Question

$AB$ crystallizes in a body centred cubic lattice with edge length $'a'$equal to $387\,pm$. The distance between oppositely charged ions in the lattice is:
(A) $335\,pm$
(B) $250\,pm$
(C) $200\,pm$
(D) $300\,pm$

Answer 1

As we know that the body centred cubic lattice is a unit cell in which number of atoms are present at eight corners as well as at the centre of the body. Distance between oppositely charged ions in the lattice can be calculated by calculating the radius of the atom.
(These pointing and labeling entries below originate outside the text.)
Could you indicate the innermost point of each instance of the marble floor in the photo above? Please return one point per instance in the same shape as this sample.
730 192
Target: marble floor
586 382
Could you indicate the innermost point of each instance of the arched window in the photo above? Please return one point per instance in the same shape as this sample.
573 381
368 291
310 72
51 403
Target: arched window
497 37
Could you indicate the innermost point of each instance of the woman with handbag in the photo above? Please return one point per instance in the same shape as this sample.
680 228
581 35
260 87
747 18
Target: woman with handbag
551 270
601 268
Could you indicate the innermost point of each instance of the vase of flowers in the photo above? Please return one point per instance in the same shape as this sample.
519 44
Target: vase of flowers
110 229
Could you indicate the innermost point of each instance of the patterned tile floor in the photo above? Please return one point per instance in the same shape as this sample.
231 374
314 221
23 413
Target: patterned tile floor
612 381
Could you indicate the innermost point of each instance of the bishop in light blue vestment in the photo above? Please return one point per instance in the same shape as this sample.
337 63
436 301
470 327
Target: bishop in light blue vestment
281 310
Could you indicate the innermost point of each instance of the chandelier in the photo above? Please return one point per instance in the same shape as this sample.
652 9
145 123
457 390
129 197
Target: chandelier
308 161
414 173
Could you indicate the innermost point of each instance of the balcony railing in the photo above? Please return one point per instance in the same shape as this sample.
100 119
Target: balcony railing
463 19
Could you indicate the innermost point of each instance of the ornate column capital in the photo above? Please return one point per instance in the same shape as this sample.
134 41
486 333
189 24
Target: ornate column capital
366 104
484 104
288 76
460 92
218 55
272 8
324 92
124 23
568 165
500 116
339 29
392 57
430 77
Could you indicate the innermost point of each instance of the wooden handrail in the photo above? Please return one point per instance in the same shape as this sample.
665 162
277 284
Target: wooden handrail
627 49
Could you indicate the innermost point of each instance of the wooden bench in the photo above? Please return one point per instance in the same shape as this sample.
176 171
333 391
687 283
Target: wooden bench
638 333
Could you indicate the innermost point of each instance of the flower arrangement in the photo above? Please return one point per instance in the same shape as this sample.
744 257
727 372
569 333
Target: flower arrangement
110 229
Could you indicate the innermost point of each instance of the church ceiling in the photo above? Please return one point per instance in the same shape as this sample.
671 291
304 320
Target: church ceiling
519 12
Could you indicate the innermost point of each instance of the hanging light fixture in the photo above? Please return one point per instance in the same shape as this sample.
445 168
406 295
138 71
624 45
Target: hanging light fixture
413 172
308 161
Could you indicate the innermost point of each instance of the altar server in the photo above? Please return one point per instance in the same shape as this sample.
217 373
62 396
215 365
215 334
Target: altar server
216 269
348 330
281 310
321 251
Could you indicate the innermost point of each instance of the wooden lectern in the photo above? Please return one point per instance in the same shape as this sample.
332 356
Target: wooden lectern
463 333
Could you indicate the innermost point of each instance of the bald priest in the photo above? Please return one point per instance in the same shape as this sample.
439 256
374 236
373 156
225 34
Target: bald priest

Complete step by step answer:
As we know that the relation of edge length and radius of atom is calculated by face diagonal and body diagonal as shown below.

$$d = 2r\\\ r = \dfrac{{\sqrt 3 \,x\,a}}{4}$$

Where $a$is the edge length of the body centred cubic lattice and $r$is the radius of the atom.
In this way, by putting the value of edge length we can calculate radius of atom as

$$\Rightarrow r = \dfrac{{\sqrt 3 x387pm}}{4}\\\ \Rightarrow r = \dfrac{{1.732x387pm}}{4}\\\ \Rightarrow r = 167.57pm$$

Now we know that the distance is the closest approach of two atoms so the relation between radius of atom and distance is as
$d = 2r$
Now we put the value of $r$to know the value of $d$
$d = 2\,x\,167.57\,pm = 335.14\,pm$

Note: The total number of atoms in a body centred cubic unit cell is 2 in which one from body centre and one from eight corners. The central atom in the body centred cubic lattice makes a body diagonal which can be calculated by face diagonal and the edge of the body centred cubic lattice by Pythagoras theorem. The body central atom also measures the distance of closest approach as we can see in the below diagram.

As the spheres at the body centre touches the spheres at the corners, body diagonal, ${\rm{MN = 4r}}$
Further, face diagonal,

$$\Rightarrow {\rm{MP = }}\sqrt {{\rm{M}}{{\rm{Y}}^{\rm{2}}}{\rm{ + Y}}{{\rm{P}}^{\rm{2}}}} \,\,\\\ \Rightarrow {\rm{ = }}\sqrt {{{\rm{a}}^{\rm{2}}}{\rm{ + }}{{\rm{a}}^{\rm{2}}}} \\\ \Rightarrow {\rm{ = }}\sqrt {\rm{2}} {\rm{a}}$$

And body diagonal,

$${\rm{MN = }}\sqrt {{\rm{M}}{{\rm{P}}^{\rm{2}}}{\rm{ + P}}{{\rm{N}}^{\rm{2}}}} \,\,\\\ \Rightarrow {\rm{ = }}\sqrt {{\rm{2}}{{\rm{a}}^{\rm{2}}}{\rm{ + }}{{\rm{a}}^{\rm{2}}}} \\\ \Rightarrow {\rm{ = }}\sqrt {\rm{3}} {\rm{a}}$$

Therefore, $\sqrt {\rm{3}} {\rm{a = 4r}}$
Or
$r = \dfrac{{\sqrt 3 \,x\,a}}{4}$